We analysed leaf transcriptomes of Yukon and Shandong Eutrema salsugineum plants subjected to a progressive, two-stage drought treatment protocol that considers the fraction of transpirable soil water (FTSW) at harvest as described by MacLeod et al. (2015) [17]. Library names correspond to plants harvested as various FTSW percentages: WW1 (100% FTSW), severe drought at D1 (10% FTSW), following re-watering and recovering from drought at WW2 (100% FTSW), and a second severe drought at D2 (10% FTSW). This experiment included two different RNA-Seq library preparation protocols (See Methods). Table S1 shows that a comparable number of genes were detected in each of the cDNA libraries when considering both genotypes as well as the two different, albeit similar, library preparation methods. To confirm that sequencing timing did not interfere with gene expression detection, two previously prepared and sequenced cDNA libraries (SD2.2 and YD2.1) were resequenced (SD2.2b and YD2.1b). Using principal component analysis (PCA), few differences were observed between the two sequencing time points by way of library overlap visualized in a PCA biplot (Additional file 1: Fig. S1). However, as the pairs represented technical replicates, data from the resequenced libraries were not used in further bioinformatic analyses. Additionally, we assessed the capacity of our transcriptomic database to discern differentially expressed genes, particularly drought and/or accession-specific genes. To do so, we compared log2-fold change values derived by RNA-Seq data to expression data derived by an independent approach using RT-qPCR (Additional file 1: Fig. S2). We chose four genes for relative abundance determinations (EsRAB18, EsRD22, EsRD29a and EsERD1) as these four dehydrin-related genes were previously shown by RT-qPCR to distinguish the responses displayed by Shandong and Yukon ecotypes at various stages of the progressive drought protocol [17]. We found excellent agreement between RNA-Seq and RT-qPCR results for these four genes at the three stages tested (D1, WW2 and D2) relative to their levels of expression under control, WW1 conditions (Additional file 1: Fig. S1).

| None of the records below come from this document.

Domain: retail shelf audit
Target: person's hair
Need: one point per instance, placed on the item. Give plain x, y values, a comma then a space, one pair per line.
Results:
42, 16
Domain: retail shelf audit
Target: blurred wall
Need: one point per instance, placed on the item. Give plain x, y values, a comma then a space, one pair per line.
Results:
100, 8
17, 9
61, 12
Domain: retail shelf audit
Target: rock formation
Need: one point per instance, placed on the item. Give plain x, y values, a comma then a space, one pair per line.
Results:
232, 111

On average, approximately 17,400 genes were detected in each library with the lowest number of genes identified in the YWW2.1 library at 16,860 and the highest in SWW2.3 at 17,866 (Table S1) Using a minimum threshold for detection of 1 fragment per kilobase per million mapped reads (FPKM), we found read support for 20,841 genes, or 79% of the 26,531 genes comprising the predicted coding capacity of the Joint Genome Institute (JGI) Eutrema salsugineum v1.0 genome [24]. A number of genes (11%) were expressed only in Shandong (1268 genes) or Yukon Eutrema salsugineum leaves (1023 genes). Thus, for each accession, less than 5% of the total protein-encoding capacity of the genome was expressed in an accession-specific manner.

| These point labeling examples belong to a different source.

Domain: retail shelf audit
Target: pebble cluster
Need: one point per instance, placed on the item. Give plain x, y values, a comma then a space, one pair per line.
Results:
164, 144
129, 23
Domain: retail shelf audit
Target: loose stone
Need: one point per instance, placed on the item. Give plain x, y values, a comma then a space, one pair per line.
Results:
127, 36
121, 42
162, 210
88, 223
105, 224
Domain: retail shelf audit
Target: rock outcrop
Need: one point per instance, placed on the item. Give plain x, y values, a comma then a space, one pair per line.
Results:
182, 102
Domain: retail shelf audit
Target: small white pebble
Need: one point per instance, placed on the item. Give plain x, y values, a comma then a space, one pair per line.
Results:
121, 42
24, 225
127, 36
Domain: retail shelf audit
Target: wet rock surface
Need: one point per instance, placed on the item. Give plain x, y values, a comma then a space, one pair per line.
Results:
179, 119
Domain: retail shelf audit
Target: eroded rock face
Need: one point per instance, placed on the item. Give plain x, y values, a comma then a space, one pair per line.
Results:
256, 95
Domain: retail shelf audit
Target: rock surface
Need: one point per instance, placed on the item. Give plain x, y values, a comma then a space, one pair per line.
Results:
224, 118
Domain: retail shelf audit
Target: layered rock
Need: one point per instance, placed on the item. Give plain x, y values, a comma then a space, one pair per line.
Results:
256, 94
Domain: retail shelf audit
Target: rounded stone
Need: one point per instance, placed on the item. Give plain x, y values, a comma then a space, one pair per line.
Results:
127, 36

We did not restrict our analyses to reads mapping to annotated regions in the genome, but instead used a conservative approach to identify novel transcripts that are expressed but remain without annotation. In addition, we looked for expression of other transcripts previously described by Champigny et al. [25] and Yin et al. [26]. Of the 411 transcripts previously identified by Champigny et al. [25], 383 were expressed in at least one genotype and condition during the progressive drought (Table S2). An additional 1,608 previously unidentified transcripts, referred to as DLOCs in this work, were expressed at one point during the experiment, of which 24 were previously identified at identical genomic locations by Yin et al. [26]. Additionally, we detected the expression of 1,007 putative lncRNAs (Additional file 2), of which only 76 (7.5%) were present in the Eutrema salsugineum reference annotation.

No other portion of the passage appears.